Identifying urban zones with spectral clustering – kuan butts

Identifying urban zones with spectral clustering


sf-blob

Introduction

I recently went to a talk at UC Berkeley by the GraphXD group. Their site is here. The presenter of the first seminar, Tselil Schramm gave a great talk on cluster methods on graphs. Specifically, she discussed spectral clustering and the utilization of the Laplacian matrix to represent graphs on a plane.

This was of great interest to me as clustering is not an area I had prior focused much on. From this talk, I became interested in introducing weights to the Laplacian matrix so that I could consume OpenStreetMap network data and perform the same clustering methods.


Motivation


 I wanted to do this to see what would happen if I performed a k-means clustering algorithm on the graph of the Laplacian. From this data, would networks themselves reveal neighborhoods? The below notes outline some of the exploration I performed.

Getting the road network data

berkeley-basic

The first step in any of these workflows is to pull down the data and convert it to a network graph. OSMnx is great at doing this; it converts OSM data first into two Pandas data frames (nodes and edges) and then converts that information into a weighted, directional network graph. It’s extra valuable for this work because it cleans nodes to only preserve the intersection nodes. This is valuable if we want to model the road network of a neighborhood in a way that makes only intersections visible (which I do).

You can quickly get the image above and the NetworkX graph of that OSM data for the walk network in Berkeley, California, like so:

G = ox.graph_from_place('Berkeley, California, USA', network_type='walk')
G = ox.add_edge_lengths(G)
fig, ax = ox.plot_graph(G)

Understanding the proposed process

What we want to do is calculate the Laplacian matrix from the road network graph.
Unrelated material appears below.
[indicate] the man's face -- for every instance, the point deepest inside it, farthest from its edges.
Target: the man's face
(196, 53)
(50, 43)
The Laplacian is defined as the degree matrix minus the adjacency matrix of the graph.

wiki

The operation is easily understood when viewed. Above is an example from Wikipedia that illustrates the operation. With the resulting eigenvector matrix, we can extract the second and third eigenvectors and assign them to their respective node ids. Doing so allows us to assign new x/y values to each node id and, as a result, plot a variation of the original network graph that visually associates nodes more closely to other nodes that it has stronger connections with.

Once we have this “transformed” network graph plotted, it’s just a matter of applying a clustering operation to identify similar nodes. Once we have the cluster assignment for each node, we can then re-associate the nodes in the original OSM network graph and visually represent in a “traditional” projection what parts of the region those areas cover.

Once the operation has been performed, we have a real symmetric matrix L that is returned. With L, because it is a symmetric (n by n), we can solve for the eigenvalues and eigenvectors of said matrix.

Laplacian on a simple graph

With the road network data converted into a NetworkX graph, we can now implement the matrix conversions of the graph to perform the calculation needed. First, let’s work with a simple graph. For now, let’s ignore all directionality (we are going to be considering neighborhoods as a product of walking, anyways, and you can walk either way on a sidewalk) and distance for now.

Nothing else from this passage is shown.